Tuesday, December 11, 2012
Steamboat Springs This is one holiday gift you do not want to receive.
The Steamboat Springs Police Department is warning residents to be extra cautious this holiday season when it comes to scams and identity theft. The department has seen a recent uptick in scam reports and has investigated 17 incidents, Detective Josh Carrell said. He thinks scams and fraud attempts are more frequent during the holiday season because people are more prone to make purchases online.
Police are recommending that residents closely monitor their bank accounts and credit card accounts, either by reviewing statements online or by checking paper statements.
Several types of scams and frauds are occurring, but police especially are seeing a lot of credit card fraud. In some cases, criminals have obtained credit card information and use it to make purchases online.

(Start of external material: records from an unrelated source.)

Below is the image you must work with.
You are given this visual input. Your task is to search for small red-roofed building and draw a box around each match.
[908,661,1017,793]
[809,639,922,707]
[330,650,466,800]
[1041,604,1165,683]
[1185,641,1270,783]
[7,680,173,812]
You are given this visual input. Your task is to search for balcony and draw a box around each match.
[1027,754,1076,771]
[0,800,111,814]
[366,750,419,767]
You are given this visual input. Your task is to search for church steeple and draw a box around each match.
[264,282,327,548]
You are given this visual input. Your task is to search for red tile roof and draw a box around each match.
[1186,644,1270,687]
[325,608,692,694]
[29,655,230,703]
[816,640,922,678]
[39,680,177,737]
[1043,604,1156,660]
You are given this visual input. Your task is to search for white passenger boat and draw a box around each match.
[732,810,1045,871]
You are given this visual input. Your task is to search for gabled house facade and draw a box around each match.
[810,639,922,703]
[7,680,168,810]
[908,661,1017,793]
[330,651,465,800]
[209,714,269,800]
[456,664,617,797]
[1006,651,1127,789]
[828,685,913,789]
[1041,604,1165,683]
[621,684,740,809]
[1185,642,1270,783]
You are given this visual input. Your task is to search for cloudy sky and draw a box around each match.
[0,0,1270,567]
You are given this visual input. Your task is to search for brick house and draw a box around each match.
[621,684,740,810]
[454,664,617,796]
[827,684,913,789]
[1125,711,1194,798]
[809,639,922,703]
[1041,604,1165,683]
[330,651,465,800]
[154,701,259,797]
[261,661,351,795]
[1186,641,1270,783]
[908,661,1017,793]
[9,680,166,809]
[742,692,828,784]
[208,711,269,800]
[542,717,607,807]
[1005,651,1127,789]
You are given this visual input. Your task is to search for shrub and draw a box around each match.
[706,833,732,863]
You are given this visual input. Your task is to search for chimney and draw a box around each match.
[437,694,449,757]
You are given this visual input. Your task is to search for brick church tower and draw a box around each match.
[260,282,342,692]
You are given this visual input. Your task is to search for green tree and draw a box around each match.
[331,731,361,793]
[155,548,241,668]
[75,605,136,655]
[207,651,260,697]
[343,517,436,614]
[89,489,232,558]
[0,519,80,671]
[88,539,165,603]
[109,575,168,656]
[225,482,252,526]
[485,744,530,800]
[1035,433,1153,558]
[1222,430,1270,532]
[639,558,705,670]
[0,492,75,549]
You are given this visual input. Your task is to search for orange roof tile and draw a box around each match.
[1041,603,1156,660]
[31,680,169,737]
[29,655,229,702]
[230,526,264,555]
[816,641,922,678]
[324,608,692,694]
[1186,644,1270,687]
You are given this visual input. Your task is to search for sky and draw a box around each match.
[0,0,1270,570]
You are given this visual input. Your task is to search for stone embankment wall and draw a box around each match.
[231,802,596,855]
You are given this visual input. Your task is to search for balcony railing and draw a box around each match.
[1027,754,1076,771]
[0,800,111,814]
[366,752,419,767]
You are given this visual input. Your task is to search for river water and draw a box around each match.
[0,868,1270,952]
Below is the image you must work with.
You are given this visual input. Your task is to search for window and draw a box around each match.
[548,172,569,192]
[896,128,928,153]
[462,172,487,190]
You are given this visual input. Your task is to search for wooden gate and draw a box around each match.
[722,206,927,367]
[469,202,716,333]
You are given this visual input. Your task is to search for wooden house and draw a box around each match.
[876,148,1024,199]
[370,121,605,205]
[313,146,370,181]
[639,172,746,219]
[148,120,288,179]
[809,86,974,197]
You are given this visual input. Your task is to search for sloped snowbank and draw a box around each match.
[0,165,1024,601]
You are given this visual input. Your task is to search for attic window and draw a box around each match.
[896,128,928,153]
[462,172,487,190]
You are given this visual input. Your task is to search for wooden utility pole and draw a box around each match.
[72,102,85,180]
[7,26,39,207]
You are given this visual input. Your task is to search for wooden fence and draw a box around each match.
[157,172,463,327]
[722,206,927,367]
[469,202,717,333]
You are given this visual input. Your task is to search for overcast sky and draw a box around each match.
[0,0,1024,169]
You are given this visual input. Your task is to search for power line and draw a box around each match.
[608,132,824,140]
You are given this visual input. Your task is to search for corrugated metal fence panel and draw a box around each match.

Phishing scams continue to be present. They occur in a variety of ways, and it is the goal of criminals to obtain personal information such as bank account numbers, birthdays or Social Security numbers. Criminals often just call a person claiming to be someone else and ask for the personal information. Sometimes the phishing attempts come in the form of a text message. Criminals sometimes will build Web pages that mimic those you typically would use for online banking.
“People should always obtain verbal acknowledgement from their banking institution prior to providing any information online,” Carrell said.
Another popular scam this holiday season appears to be the work-from-home scam that offers the promise of money for letter stuffing, secret shopping or repackaging of items.
Carrell said these scams inform a person that they will receive a check in the mail in excess of their agreed-upon payment. They then are to cash the check and transfer the remaining money to another person or entity.
“Most of these checks are fake or written on closed accounts and cause the victim to overdraw their own account, therefore incurring the bad check penalty,” Carrell said.
People who think they have fallen victim to a scam should contact local police.